In this chapter, Lynch traces early-18th-century attitudes toward characters and does some interesting work in considering how character was conceived of simultaneously as the literal typographic character, the imprinted character on coins, the individuals and personality, the face, and the “personality” of the people in fiction. It could also mean a drawing or humorous skit of/about a person. She spends an extended amount of time considering the way in which the face serves as an apt metaphor for character as a whole: it is overburdened by significance. Faces are supposed to be unique, but also readable. We are supposed to be able to tell an individual by his or her face and therefore somehow know his or her value as well. But an obsession with character and uniqueness becomes especially complex in a world that has the capacity to mass produce things (such as texts and currency). In this world, can things be originals if they can be reproduced infinitely? How does one distinguish a reproduction from an original?

Why is all of this important, other than its very fascinating nature? Well, if we think about character as a sort of currency or exchange value, then we might consequently think about novels and characterizations from an economic or otherwise more mercenary perspective. In Lynch’s words, “to stress these aspects of sentiment can mean reseeding Clarissa…in ways that can make sense of its preoccupation with record-keeping and reproduction, legibility and replicability” (44). This is actually something I touch on in my Clarissa notes, and have since thought about a lot in terms of bequeathing and wills in general.

In a world that is nervous about originality and authenticity, details become increasingly important. This leads to increased interiority, specificity, and other aspects of formal realism, actually.

Lynch pursues these questions into discussions of representation that consider things like the caricature, noting the fine line between the two.

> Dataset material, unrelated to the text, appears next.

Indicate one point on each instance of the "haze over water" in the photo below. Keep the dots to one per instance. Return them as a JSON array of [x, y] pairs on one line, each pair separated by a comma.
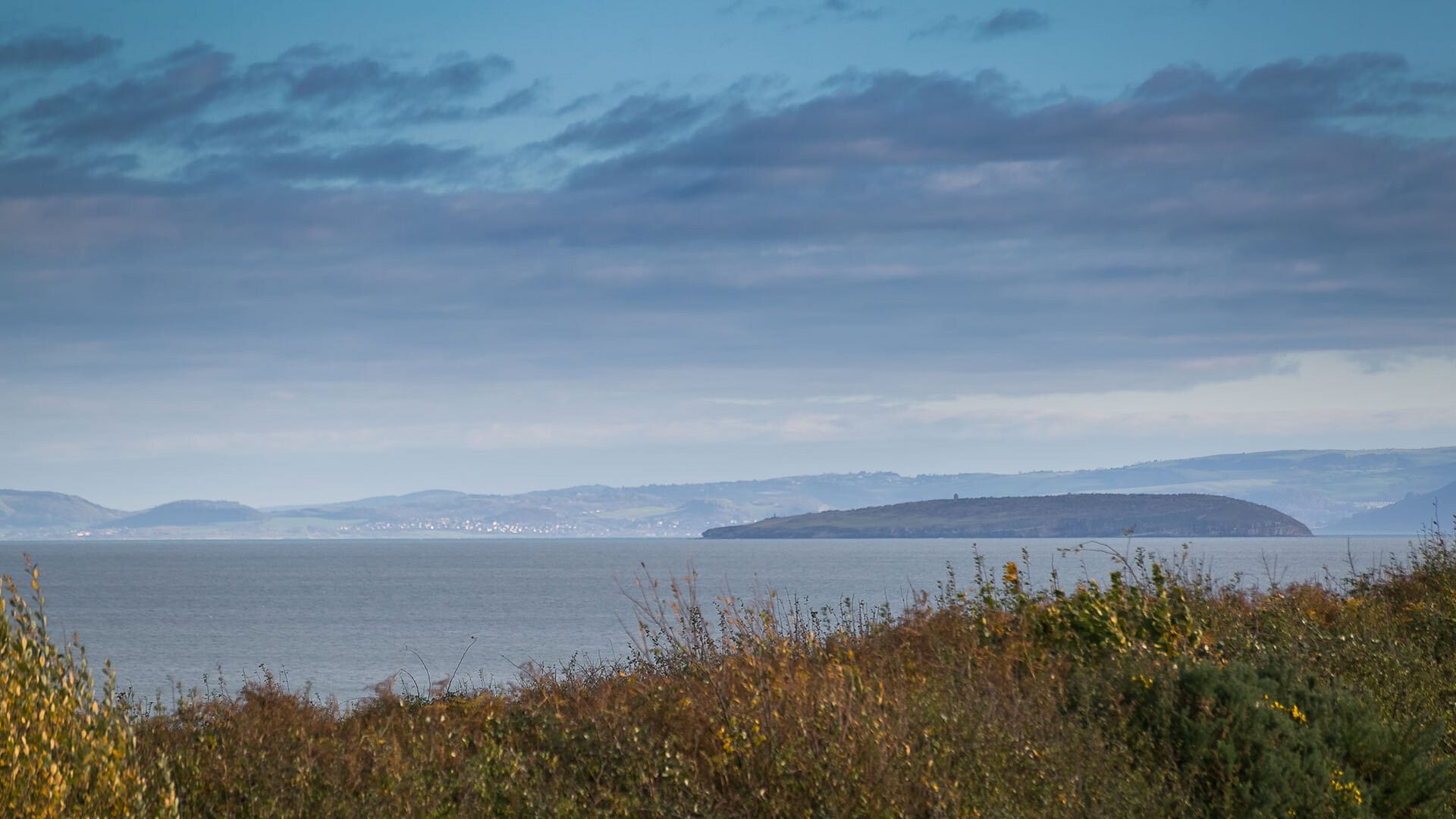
[[348, 614]]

She concludes with what I think is a telling passage:

What would it mean to understand the history of character in the era when everything is rising—the novel, a distinctively British school of painting, a new style of acting—not as a (teleologically based) story of the ascendancy of a naturalistic or realistic practice in the arts but as a history of social practices? It would mean, I have tried to suggest, acknowledging the competitions and alliances that divided and united these media prior to the age of literature, a rather different project than engaging with each medium in isolation. And it would mean not attempting to define what a character is (a project that very often turns prescriptive and dictates what a character should be), but instead attending to the desires that have been formulated in the name of character. (77)

—. “Fictions of Social Circulation.” The Economy of Character: Novels, Market Culture, and the Business of Inner Meaning. Chicago: U Chicago P, 1998. 80-121. Print.

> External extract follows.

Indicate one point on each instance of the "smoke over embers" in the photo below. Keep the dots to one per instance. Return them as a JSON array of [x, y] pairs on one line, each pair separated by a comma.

In this chapter, Lynch “engage[s] with a dominant mid-century model of characterization by engaging with the numerous mid-century fictions that treat the education of a gentleman who eventually becomes worthy of the station assigned him. Characterization is conceived of as the medium of this education.

Most of this chapter is spent further developing the points made in chapter one, with particular reference to Waverly, A Sentimental Journey, and Clarissa, as well as narratives whose main ‘characters’ were inanimate objects—even actual currency.